Dans le viseur du régime iranien, le réalisateur a fui son pays pour échapper à une nouvelle peine de prison. Il fait partie des favoris de la sélection cannoise cette année avec Graines de figuier sauvage.

Un symbole de liberté d’expression : le cinéaste iranien Mohammad Rasoulof vient à Cannes défendre en personne son film en lice pour la Palme d’or, après avoir réussi à fuir clandestinement le régime de Téhéran. « En passant la frontière, je me suis retourné, j’ai jeté un dernier regard sur ma terre natale et je me suis dit que j’y retournerais», a déclaré le réalisateur, invité jeudi soir sur le plateau de l’émission C’est à vous.
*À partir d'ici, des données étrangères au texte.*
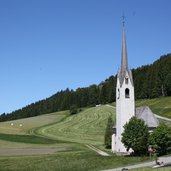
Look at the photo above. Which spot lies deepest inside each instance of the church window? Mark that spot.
(127, 93)
(126, 80)
(118, 93)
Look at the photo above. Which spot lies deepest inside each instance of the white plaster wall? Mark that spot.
(125, 109)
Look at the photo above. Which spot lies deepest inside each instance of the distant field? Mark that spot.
(86, 127)
(80, 159)
(160, 106)
(22, 126)
(150, 169)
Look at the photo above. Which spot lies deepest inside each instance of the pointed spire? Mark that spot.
(124, 61)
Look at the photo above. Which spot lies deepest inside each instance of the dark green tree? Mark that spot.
(135, 136)
(73, 109)
(161, 139)
(108, 133)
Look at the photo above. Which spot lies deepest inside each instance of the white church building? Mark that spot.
(125, 102)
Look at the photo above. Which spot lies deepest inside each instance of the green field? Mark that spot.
(61, 130)
(87, 127)
(160, 106)
(155, 169)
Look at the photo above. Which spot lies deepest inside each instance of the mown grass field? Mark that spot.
(23, 126)
(87, 127)
(154, 169)
(58, 130)
(80, 159)
(160, 106)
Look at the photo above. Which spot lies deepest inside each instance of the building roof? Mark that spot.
(147, 115)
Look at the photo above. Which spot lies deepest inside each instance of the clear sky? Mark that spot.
(49, 45)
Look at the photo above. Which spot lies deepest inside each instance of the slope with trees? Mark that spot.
(150, 81)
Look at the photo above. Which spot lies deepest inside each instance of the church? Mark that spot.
(125, 102)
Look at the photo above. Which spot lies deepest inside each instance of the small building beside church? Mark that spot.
(125, 102)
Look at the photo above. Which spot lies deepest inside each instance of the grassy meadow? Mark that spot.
(87, 127)
(160, 106)
(71, 132)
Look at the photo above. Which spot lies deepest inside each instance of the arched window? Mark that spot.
(118, 93)
(127, 93)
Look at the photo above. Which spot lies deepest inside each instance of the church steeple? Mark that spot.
(124, 58)
(124, 61)
(125, 103)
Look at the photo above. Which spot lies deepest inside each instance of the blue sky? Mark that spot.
(49, 45)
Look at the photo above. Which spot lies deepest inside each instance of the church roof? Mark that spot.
(147, 115)
(124, 60)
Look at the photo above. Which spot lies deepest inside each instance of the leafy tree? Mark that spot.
(135, 136)
(108, 133)
(161, 139)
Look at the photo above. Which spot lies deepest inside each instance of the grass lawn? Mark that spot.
(23, 126)
(58, 130)
(80, 159)
(154, 169)
(87, 127)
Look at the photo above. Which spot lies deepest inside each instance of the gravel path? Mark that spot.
(164, 159)
(102, 153)
(11, 152)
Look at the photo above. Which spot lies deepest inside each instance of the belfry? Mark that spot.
(125, 102)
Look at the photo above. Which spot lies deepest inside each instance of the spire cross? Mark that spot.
(123, 20)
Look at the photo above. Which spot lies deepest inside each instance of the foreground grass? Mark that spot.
(160, 106)
(154, 169)
(23, 126)
(31, 139)
(78, 160)
(87, 127)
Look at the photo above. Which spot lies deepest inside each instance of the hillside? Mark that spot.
(71, 133)
(151, 81)
(160, 106)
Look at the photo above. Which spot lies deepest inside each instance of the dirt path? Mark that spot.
(102, 153)
(146, 164)
(11, 152)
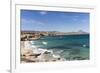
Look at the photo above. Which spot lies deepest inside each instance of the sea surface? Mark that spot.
(69, 47)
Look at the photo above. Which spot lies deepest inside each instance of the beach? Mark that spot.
(33, 54)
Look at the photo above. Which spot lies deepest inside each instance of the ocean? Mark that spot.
(69, 47)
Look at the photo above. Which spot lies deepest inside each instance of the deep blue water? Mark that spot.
(70, 47)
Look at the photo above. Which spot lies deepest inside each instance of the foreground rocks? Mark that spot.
(28, 55)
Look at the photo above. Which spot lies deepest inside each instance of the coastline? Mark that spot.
(30, 53)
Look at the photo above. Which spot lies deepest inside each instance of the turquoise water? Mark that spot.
(70, 47)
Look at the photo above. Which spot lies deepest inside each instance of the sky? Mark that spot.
(33, 20)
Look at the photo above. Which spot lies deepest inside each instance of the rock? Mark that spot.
(26, 52)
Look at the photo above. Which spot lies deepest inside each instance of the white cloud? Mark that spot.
(43, 12)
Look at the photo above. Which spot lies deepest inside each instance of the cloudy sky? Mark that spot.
(54, 21)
« Je ne voulais pas retourner en prison, il explique à Monde. Je suis allé ici. J’ai été en cellule d’isolement pendant quarante jours dans une pièce de la taille de ce canapé. Puis dans des alvéoles à peine plus grandes. Pas la torture physique – ils l’évitent avec les gens qui ont accès aux médias -, mais d’autres choses comme ne pas te laisser aller aux toilettes pendant des heures, ce qui fait qu’on n’ose plus manger, plus boire… Et puis, J’ai connu des prisons où l’on est quasiment libre de se déplacer. J’y ai vu des choses incroyables.» «Je pense que tous les Iraniens qui ont dû partir à cause de ce régime totalitaire gardent une valise prête chez eux, en espérant que les choses s’améliorent.», a-t-il souligné lors de sa première apparition publique, aux côtés de l’actrice Golshifteh Farahani, exilée en France.
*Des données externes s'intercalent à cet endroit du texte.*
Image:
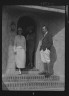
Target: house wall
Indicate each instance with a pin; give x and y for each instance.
(56, 26)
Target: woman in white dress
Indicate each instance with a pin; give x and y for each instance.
(20, 50)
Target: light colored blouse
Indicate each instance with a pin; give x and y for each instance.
(20, 41)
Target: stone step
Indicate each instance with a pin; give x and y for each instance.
(29, 77)
(33, 85)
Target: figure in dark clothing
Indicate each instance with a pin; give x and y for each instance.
(30, 39)
(45, 49)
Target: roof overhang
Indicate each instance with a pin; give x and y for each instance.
(43, 8)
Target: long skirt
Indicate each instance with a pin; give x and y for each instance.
(20, 57)
(45, 56)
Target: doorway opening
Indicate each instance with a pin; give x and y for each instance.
(28, 24)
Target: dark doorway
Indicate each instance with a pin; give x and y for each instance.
(27, 23)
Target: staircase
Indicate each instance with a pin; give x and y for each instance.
(33, 82)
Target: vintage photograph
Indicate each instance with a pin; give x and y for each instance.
(33, 48)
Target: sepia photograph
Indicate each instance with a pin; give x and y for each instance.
(33, 48)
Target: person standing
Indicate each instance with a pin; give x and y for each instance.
(20, 50)
(31, 47)
(45, 48)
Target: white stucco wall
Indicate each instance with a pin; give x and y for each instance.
(56, 25)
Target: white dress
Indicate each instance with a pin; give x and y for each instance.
(20, 51)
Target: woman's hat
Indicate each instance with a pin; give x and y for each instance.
(19, 28)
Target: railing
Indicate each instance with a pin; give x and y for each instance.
(33, 82)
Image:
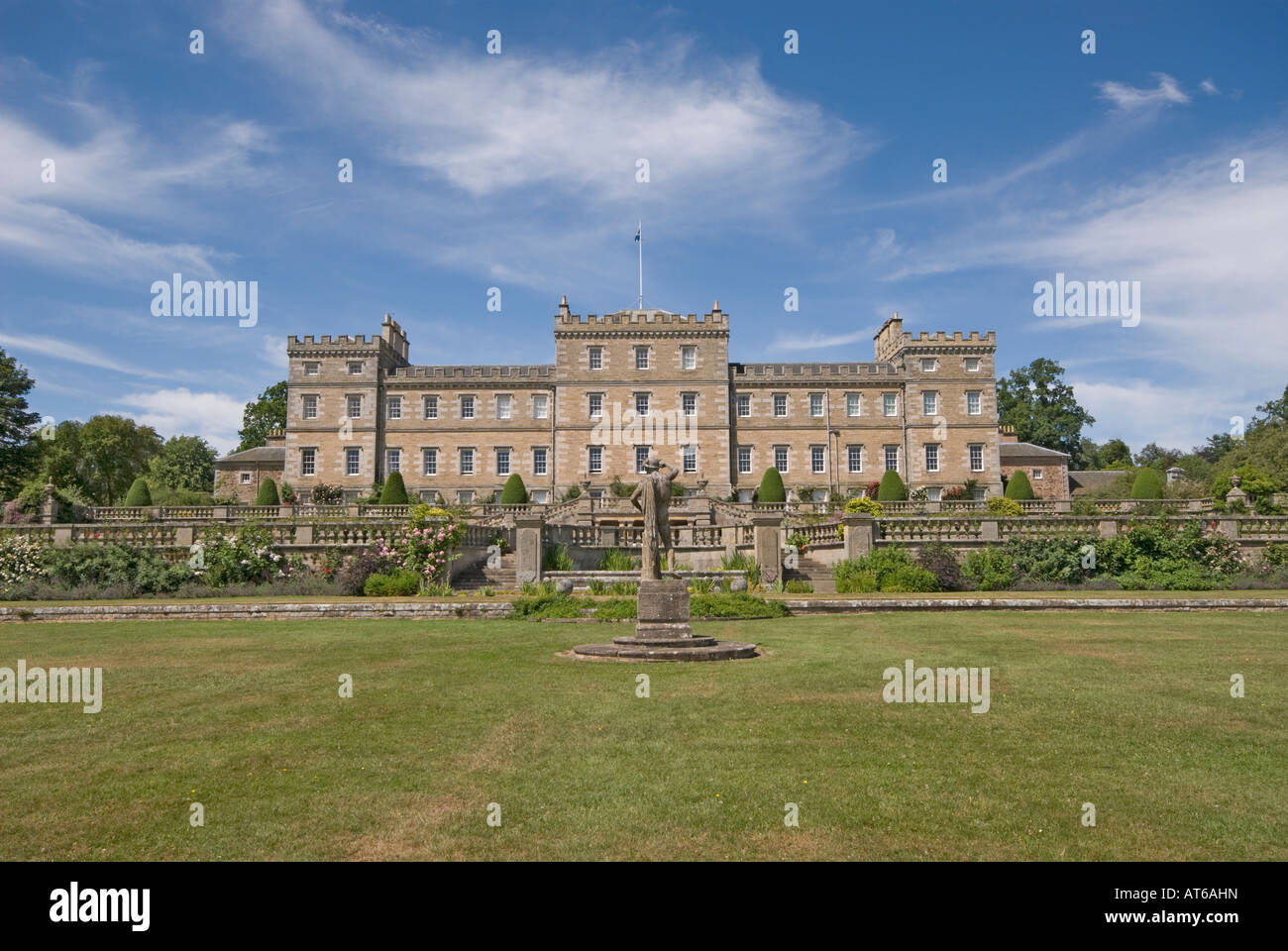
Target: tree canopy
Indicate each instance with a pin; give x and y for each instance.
(1041, 406)
(262, 416)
Grande voix du cinéma iranien qui n’a cessé de défier la censure, Mohammad Rasoulof n’a plus remis les pieds à Cannes depuis 2017 et le prix Un Certain Regard pour Un homme intègre, film sur la corruption. En 2020, il s’est vu interdire de quitter l’Iran pour recevoir son Ours d’or à Berlin pour Le diable n’existe pas , sur la peine de mort. Son nouveau film, Graines de figuier sauvagepromet de perturber encore davantage le pouvoir en racontant l’histoire d’un juge d’instruction sombrant dans la paranoïa, au moment où d’immenses manifestations éclatent dans la capitale Téhéran.
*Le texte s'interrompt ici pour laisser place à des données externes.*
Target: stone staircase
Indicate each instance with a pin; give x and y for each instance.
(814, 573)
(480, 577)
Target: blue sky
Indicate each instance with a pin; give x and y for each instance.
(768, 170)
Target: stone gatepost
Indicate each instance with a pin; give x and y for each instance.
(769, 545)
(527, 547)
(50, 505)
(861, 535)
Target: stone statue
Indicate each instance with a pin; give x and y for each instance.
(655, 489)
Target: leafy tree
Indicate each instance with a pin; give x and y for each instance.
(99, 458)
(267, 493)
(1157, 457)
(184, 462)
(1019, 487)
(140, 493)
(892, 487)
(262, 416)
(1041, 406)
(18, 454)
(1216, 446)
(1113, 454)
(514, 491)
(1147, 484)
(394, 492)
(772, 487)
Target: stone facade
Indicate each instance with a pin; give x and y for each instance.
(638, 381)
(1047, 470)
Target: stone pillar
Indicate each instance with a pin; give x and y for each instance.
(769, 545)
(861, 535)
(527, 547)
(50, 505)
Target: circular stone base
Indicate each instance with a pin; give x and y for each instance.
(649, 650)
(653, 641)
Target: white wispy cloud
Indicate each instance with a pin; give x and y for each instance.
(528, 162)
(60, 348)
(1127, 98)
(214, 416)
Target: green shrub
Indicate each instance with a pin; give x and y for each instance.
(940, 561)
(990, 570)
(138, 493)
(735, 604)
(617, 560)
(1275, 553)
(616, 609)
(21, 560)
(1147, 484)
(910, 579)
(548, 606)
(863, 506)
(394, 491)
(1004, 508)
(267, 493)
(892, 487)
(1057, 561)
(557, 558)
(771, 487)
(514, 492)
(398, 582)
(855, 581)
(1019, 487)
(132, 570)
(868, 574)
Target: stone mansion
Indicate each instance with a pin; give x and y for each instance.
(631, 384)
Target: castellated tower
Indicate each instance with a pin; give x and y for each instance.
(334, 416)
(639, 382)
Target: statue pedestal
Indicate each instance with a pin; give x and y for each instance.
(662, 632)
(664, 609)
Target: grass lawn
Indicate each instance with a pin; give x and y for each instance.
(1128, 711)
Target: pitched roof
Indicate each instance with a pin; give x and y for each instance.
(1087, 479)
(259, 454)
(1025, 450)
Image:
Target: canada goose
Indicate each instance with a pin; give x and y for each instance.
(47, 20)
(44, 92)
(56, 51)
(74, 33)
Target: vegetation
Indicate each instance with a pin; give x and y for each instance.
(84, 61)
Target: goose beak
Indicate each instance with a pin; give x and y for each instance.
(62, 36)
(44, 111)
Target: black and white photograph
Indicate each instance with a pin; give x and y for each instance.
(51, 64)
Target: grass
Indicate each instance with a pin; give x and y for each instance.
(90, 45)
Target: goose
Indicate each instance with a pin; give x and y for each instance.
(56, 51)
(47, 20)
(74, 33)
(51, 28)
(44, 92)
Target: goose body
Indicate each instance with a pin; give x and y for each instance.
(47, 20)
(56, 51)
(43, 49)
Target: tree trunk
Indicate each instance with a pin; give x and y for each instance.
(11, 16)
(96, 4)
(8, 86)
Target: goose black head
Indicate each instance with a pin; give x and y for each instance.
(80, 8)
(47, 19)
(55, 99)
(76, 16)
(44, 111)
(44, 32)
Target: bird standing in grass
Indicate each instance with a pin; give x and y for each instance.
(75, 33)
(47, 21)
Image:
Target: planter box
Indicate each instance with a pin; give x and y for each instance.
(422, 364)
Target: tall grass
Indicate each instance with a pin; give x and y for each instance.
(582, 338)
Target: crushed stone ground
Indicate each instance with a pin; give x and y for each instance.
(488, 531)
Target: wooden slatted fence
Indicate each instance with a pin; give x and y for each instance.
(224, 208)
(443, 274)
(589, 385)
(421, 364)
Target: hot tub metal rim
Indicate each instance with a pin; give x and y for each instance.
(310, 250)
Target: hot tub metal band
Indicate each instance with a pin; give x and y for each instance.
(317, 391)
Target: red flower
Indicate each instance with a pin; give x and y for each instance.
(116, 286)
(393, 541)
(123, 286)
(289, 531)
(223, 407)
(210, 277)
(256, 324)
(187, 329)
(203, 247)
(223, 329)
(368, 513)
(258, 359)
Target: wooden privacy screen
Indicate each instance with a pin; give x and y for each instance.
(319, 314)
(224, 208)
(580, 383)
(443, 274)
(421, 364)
En l’accueillant en personne, Cannes envoie un signal »à tous les artistes qui, dans le monde, subissent violences et représailles dans l’expression de leur art», a souligné le délégué général du festival, Thierry Frémaux. Et, plus largement, aux opposants au régime en place en Iran, où la répression ne cesse de s’accentuer. Amnesty International affirme que l’Iran, secoué par un mouvement de protestation fin 2022 après la mort de la jeune Mahsa Amini, a exécuté 853 personnes en 2023, soit le nombre le plus élevé depuis 2015. Les cinéastes sont régulièrement accusés de propagande contre le régime, dans un pays où les conservateurs concentrent tous les pouvoirs. Une situation peu susceptible de changer après la mort récente du président Ebrahim Raïssi dans un accident d’hélicoptère.

« Le cœur lourd »

Après avoir bravé la censure pendant des années, Rasoulof, condamné en appel à huit ans de prison dont cinq applicables, et privé de son passeport, a dû se résoudre à fuir. « J’ai dû choisir entre la prison et quitter l’Iran. Le cœur lourd, j’ai choisi l’exil« , il expliqua.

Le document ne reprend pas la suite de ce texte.